We ask that you do not disclose the vulnerability publicly until we have had a reasonable opportunity to investigate and remediate it, and that any public disclosure is coordinated with us. We value responsible disclosure, but we do not operate a bug bounty programme and do not offer financial rewards for vulnerability reports.

Scope and safe testing

When investigating and reporting a vulnerability, you must act lawfully, in good faith, and avoid privacy breaches, disruption, or harm to users, staff, or services. Testing must be limited to the minimum necessary to confirm the existence of a vulnerability.
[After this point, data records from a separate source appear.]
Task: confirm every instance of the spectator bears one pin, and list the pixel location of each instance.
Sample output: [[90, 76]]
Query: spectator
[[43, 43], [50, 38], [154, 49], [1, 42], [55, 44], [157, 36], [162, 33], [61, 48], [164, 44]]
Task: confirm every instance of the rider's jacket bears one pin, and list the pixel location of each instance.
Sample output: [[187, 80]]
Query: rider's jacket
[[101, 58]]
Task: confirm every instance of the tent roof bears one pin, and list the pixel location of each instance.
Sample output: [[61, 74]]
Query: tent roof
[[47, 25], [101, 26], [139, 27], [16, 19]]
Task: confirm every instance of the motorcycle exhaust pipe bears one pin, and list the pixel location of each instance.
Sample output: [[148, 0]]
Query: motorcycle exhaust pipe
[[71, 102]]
In particular, you must not:

  • Access, download, or exfiltrate more data than is strictly necessary to demonstrate the issue.

  • Modify, delete, or destroy data.

  • Use high-intensity, invasive, or destructive scanning techniques.
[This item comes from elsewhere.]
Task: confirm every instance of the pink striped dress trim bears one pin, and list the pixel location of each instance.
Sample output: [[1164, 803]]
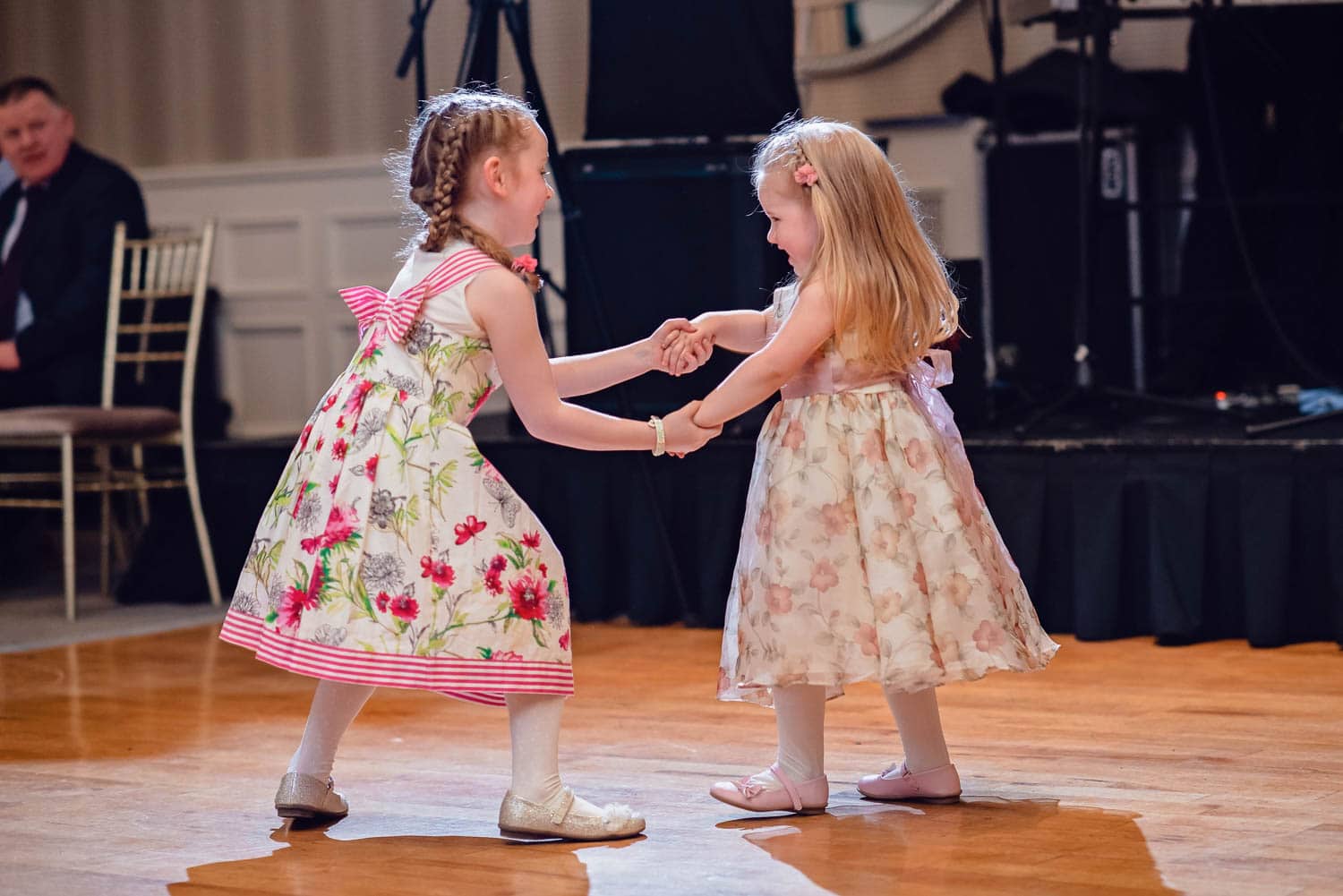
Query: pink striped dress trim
[[398, 311], [483, 681]]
  • Attempt denial of service, resource exhaustion, or any activity likely to degrade availability.

  • Exploit a vulnerability beyond what is necessary for a minimal proof of concept.

  • Introduce malicious code, malware, or persistence mechanisms.

  • Undertake phishing, social engineering, physical attacks, or attempts to access accounts that do not belong to you.

  • Test third-party systems, suppliers, or services unless they are clearly within our control and explicitly in scope.

Reports that relate solely to best-practice recommendations, missing headers, banner disclosure, version disclosure, rate limiting observations, clickjacking on low-risk pages, or similar low-risk configuration findings may not always be treated as vulnerabilities unless there is a clear, demonstrable security impact. Issues affecting third-party platforms should also be reported to the relevant provider where appropriate.

Data protection and confidentiality

If you encounter personal data or other sensitive information while testing, you must stop, avoid further access, keep the information secure, and report the issue to us immediately. You must not disclose, share, copy, retain, or use such information beyond what is strictly necessary for reporting the issue.

Nothing in this policy gives permission to break the law, access data without authorisation, or carry out activity that is inconsistent with this policy. We reserve the right to determine the scope of our systems and the appropriate response to any report.